When Harris is told by the dispatcher, that he is death, and that Harris is his ferryman, does Harris really understand what is going on. In this moment, you should have immediately started flipping back through your memories of Greek gods, Egyptian gods, Roman gods, in order to place who Harris really is. And when I chatted with Brinna, and she told me that Harris’ last name was Caron…Harris Caron…it all came together. Now, to appreciate that, in the world of classical Greek mythology, the ferryman had several different names – but Charon, or Caron – was the most widely used. And if you are really curious, an A+ over achiever, you’ll find him in Dante’s Divine Comedy (the fifth ring), and also in Milton’s Paradise Lost.
And, in ancient times, many believed that a coin placed in the mouth of a dead person would pay the fee necessary for Caron to ferry their family member across the river to the underworld. This coin was called Charon’s Obol. But if the dead couldn’t afford the tribute, they would be cursed to never cross the river.
The 3 Theories to Explain The Fare
Now, having spent an hour or so chatting with Brinna about her film, I am fairly biased as to how good it is. But that doesn’t mean I’ve lost all objectivity. With that said, I think there are three possible ways (along an infinite continuum) in which to interpret this movie. Theory 1 is the literal reading of the film. Theory 2 would be a dark view. And Theory 3 would be the mind-blown ultra-dark view. All of which come from Brinna and myself bouncing alternatives off of each other. (Brinna gets 100% of the credit for theory 3…kudos to you Brinna.)
Theory #1 – The Literal View
If you are a romantic, and you prefer a little simpler view of life – this is the theory for you. I’m not saying that in a denigrating way at all. Personally wish the optimistic view was my own personal first inclination. But alas.

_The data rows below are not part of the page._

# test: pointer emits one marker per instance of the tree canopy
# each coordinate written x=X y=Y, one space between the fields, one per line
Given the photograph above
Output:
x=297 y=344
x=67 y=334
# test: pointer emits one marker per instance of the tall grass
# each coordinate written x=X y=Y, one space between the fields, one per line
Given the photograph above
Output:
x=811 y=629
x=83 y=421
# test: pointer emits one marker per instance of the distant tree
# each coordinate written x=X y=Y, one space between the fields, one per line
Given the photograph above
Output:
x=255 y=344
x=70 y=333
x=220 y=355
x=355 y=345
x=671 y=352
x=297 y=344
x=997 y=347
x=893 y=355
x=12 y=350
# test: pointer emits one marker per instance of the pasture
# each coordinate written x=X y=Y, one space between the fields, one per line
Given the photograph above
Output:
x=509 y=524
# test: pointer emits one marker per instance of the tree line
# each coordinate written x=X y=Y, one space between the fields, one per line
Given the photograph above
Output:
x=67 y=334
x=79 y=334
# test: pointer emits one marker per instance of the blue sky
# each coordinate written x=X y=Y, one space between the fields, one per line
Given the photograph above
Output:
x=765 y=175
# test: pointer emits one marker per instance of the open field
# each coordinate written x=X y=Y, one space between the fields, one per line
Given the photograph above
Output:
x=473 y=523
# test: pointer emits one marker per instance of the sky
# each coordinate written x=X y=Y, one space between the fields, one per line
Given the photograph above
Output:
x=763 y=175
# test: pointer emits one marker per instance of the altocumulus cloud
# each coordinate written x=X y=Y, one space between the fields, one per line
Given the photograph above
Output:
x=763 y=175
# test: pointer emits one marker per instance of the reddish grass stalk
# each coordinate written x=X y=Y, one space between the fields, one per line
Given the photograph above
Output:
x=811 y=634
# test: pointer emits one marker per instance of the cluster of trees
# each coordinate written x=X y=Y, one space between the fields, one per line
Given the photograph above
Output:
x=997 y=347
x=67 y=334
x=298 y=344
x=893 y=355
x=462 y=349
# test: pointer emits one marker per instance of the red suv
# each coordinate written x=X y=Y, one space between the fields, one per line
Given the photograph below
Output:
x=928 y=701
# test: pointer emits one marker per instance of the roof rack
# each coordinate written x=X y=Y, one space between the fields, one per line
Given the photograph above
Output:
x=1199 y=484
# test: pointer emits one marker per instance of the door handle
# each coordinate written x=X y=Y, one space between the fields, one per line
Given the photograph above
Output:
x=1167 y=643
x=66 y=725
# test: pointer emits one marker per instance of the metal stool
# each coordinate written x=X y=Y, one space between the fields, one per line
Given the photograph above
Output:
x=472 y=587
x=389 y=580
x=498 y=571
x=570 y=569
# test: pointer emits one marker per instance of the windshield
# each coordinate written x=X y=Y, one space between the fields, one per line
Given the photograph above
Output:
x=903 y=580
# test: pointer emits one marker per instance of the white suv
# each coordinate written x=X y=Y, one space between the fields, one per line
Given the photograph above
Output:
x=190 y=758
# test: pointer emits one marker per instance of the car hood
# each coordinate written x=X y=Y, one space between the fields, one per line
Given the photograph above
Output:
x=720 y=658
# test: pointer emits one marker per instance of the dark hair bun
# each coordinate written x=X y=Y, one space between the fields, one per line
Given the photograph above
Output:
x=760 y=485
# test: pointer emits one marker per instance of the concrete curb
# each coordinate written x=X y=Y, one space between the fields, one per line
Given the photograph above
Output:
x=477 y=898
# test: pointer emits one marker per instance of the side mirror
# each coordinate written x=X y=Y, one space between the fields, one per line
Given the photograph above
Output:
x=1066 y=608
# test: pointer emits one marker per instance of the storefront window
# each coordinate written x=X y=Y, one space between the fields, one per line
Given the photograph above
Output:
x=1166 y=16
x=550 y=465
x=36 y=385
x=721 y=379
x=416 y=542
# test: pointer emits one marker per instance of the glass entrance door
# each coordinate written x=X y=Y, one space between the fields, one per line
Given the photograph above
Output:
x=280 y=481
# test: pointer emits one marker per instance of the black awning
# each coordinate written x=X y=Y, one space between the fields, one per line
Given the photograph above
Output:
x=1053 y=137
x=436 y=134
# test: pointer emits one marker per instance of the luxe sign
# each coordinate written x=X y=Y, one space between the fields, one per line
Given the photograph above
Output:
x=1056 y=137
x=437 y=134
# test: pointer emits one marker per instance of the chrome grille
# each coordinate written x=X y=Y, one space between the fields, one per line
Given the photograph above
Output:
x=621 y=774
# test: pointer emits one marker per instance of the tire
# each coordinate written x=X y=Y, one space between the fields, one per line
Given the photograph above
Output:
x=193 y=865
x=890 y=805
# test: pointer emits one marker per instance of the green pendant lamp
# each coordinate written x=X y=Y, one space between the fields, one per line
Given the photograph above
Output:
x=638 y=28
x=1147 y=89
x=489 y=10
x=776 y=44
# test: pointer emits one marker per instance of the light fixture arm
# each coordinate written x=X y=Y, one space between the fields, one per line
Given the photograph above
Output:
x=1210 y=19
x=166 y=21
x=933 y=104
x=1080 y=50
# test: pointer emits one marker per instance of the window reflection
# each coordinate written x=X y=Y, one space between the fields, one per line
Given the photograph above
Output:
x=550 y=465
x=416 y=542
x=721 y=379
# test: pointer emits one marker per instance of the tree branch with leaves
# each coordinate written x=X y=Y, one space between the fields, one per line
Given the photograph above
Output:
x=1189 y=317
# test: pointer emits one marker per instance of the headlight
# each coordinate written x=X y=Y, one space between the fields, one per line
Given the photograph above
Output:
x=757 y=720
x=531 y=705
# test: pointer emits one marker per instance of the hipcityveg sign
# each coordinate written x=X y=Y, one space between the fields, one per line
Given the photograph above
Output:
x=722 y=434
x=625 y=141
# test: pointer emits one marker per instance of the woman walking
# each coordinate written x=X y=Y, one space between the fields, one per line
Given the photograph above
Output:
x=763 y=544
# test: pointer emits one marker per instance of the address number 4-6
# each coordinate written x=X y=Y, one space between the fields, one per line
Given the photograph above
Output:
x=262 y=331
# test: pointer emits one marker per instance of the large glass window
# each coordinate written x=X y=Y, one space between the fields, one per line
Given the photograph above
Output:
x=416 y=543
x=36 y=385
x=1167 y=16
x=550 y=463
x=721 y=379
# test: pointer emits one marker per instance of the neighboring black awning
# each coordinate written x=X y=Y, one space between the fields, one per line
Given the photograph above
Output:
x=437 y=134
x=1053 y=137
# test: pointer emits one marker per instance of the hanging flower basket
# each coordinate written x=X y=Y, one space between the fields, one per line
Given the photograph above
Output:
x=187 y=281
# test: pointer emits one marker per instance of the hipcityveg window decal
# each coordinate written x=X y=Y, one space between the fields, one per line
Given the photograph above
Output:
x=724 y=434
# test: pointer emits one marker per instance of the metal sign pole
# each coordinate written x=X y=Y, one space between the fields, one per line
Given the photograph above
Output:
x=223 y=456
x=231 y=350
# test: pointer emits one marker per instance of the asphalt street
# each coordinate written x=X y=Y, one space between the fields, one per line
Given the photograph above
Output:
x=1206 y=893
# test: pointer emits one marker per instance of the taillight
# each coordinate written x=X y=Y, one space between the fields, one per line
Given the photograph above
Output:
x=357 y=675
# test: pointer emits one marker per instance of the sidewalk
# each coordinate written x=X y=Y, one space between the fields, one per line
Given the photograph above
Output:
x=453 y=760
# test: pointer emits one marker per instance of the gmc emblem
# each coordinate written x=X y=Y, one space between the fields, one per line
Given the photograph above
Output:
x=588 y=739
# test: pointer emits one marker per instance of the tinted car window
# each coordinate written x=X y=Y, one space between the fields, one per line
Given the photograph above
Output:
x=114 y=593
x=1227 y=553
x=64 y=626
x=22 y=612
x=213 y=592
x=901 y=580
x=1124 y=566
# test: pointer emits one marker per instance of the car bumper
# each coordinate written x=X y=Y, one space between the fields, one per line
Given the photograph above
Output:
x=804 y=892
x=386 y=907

This theory basically states that Penny, or Persephone, wasn’t the one who trapped Harris and made him the Ferryman. The Dispatcher, Hades, is the one that did that. Here’s Brinna talking about this particular theory: “He (the Dispatcher) talks about it in his reveal monologue to Harris after the old man was dropped off. (After Harris died, Penny would have wanted his soul to move on like the others, drink from the Lethe and forget about his life and her, and reincarnate. But her husband, who is cruel, had other plans.) What Penny did for Harris was give him the water, so he didn’t have to remember his purgatory, or her, so he would be blissfully unaware. (It’s the only thing she could do for him. Because ultimately, Persephone is not as strong as her husband Hades, who’s one of the big ‘three’, the eldest at that, Kronos’ first born.) But Harris’s memory of her is so strong, that it’s starting to break through the fog, and when they touched, he remembered her despite the water. That’s why, in the end, he chose to stop drinking, so he can always remember her…”
Make sense? She went kind of fast. Let me try and slow it down a little bit. Persephone, Hades’ wife, met Harris while away from the underworld. They fell in love, but eventually fell distant. Harris came back after realizing he screwed up, but it was too late, Persephone had already left. But she never would have wanted evil to befall Harris. Hades, on the other hand, giggled at the idea of evil befalling Harris… and so he made Harris the perpetual ferryman. But eventually, Harris began to remember, in spite of the water that Persephone gave him to ease his pain. And voila, he stopped drinking it in order to have his 20 minutes with her each year. Make more sense?
This is the romantic’s view mainly because it shows Harris as someone that saw his eternal existence as a glass half full sort of experience. He was given the opportunity to spend an eternal amount of time (albeit in 20 minute increments) with his one true love. And it wasn’t Persephone that locked him in this experience, but rather, it is Charon & Persephone who are choosing to make the best of this ‘curse’.
Theory #2 The Pessimistic View
So, let’s think about the plot of this movie a second, practically. If we were to go back to the beginning and think about it from scratch, knowing what we know about Penny, the Dispatcher, and Harris. Penny is Persephone, who is the daughter of Zeus. Persephone was the queen of the underworld who carries out the curses of men on the souls of the dead. She’s married to Hades, the god of the underworld. Death himself. Right? And let’s just take Penny at her at her word, that her life married to Hades is anything but satisfying. So she courts a mortal man, a taxicab driver. And during this experience, they spend time together for about a year, and then it falls apart. And Penny disappears. But then, somehow, Harris dies, and it is Persephone that installs Harris as the Phlegyas, the Caron, the ferryman for the dead, for all time. Not Hades. Why? So that she can have Harris forever. (Random tangent, if you guys haven’t read the book The Book Thief, I literally cannot recommend it enough. It happens to be narrated by Death, and has some of the most beautiful prose this side of straight up and down poetry.)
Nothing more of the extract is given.